Franca laughs. "Ah, if only you knew... At the beginning, when my husband was still thinking of making this complex into a sanatorium, he tortured himself for weeks, unsure whether Igiea was spelled with an i or without. In the end, dear D'Annunzio told him that the goddess's name was actually Igiea." Her face softens. "If it's
a girl, that's what my husband wants to call her. But I so wish it's a boy."
"Fate will decide. The important thing is that he or she is healthy. And how is Donna Giovanna?"
"She's well, thank you. She's decided to stay at the Olivuzza," she adds even though the painter did not ask. But Franca is
so relieved that her mother-in-law decided to stay at the villa with her youngest son, she cannot conceal it; it shows in
her voice as well as on her face. Ever since she arrived at the Olivuzza, now seven years ago, Giovanna's lifestyle has remained
the same, punctuated by prayer, embroidery, melancholy, and regret. The veil of grief and sadness over her apartment is now
a shadow no amount of light can dispel.
No, it's far better to breathe the sunlight, the life, and the warmth of this place.
"A few days ago," the painter says, "I heard your husband talking to Ernesto about the possibility of building a little house
in the grounds of the Olivuzza for your brother-in-law."
"Yes. He's been mentioning this project for a while. I'm not sure I fully agree, because it would mean turning the garden
upside down and knocking down the little temple, but there you go. Where his brother is concerned, he won't listen to either
me or his mother. Vincenzo is seventeen now and has asked him for more room and more freedom ." She stresses the last words.

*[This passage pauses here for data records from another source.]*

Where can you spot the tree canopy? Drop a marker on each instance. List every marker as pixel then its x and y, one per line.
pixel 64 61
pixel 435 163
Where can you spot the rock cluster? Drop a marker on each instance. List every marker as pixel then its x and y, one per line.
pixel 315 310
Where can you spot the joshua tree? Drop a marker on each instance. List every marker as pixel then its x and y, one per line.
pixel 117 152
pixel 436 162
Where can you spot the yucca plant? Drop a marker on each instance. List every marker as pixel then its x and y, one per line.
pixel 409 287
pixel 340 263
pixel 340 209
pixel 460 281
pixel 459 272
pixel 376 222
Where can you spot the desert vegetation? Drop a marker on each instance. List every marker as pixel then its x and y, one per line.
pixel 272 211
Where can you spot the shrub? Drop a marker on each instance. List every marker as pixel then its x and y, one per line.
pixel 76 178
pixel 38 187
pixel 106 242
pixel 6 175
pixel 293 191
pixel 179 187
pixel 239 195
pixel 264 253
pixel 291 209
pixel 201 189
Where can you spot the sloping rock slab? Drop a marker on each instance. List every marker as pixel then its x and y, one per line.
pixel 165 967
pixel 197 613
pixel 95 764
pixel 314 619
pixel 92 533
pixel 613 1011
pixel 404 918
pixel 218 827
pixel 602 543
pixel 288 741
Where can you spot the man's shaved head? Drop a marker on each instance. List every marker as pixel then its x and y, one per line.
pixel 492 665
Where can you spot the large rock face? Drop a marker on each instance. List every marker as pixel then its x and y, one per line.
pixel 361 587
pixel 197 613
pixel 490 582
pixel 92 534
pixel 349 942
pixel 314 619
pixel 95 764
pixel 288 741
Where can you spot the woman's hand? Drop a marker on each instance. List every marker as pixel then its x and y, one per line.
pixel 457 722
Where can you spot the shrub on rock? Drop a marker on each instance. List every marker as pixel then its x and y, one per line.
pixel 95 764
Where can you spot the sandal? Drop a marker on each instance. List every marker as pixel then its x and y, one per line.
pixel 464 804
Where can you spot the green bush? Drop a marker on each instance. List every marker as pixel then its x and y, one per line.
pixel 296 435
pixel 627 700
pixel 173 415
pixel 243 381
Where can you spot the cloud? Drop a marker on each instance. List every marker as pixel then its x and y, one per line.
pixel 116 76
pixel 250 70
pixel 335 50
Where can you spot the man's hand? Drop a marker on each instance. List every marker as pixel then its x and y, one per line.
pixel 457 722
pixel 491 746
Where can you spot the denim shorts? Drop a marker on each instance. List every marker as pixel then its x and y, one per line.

The painter represses a jab behind his diplomatic smile. In actual fact, the youngest Florio is already taking all the room and freedom he wants: on the one hand, with his passion for automobiles—he boasts about knowing every bolt and strap—on the other hand, with his collection of female conquests, not unlike that of his brother. How two reprobates like them came out of a virtuous couple like Ignazio and Giovanna Florio is a mystery , De Maria Bergler thinks, but takes care not to voice aloud.
He stands up. "I'm very sorry, Donna Franca, I must get back to work. But may I tell you something first? My contribution
aside, I'm sure Villa Igiea will be an extraordinary place, and everyone will envy us for it. I don't think it would have
been the same with a sanatorium. It was a good thing your husband changed his mind."
"Only people lacking imagination refuse to change their minds. And fools," Franca replies with a smile. "And yes, I agree
with you. Maybe my optimism comes from my joy at this new pregnancy, but I'm also convinced that Villa Igiea will show the
world the extraordinary beauty of Palermo."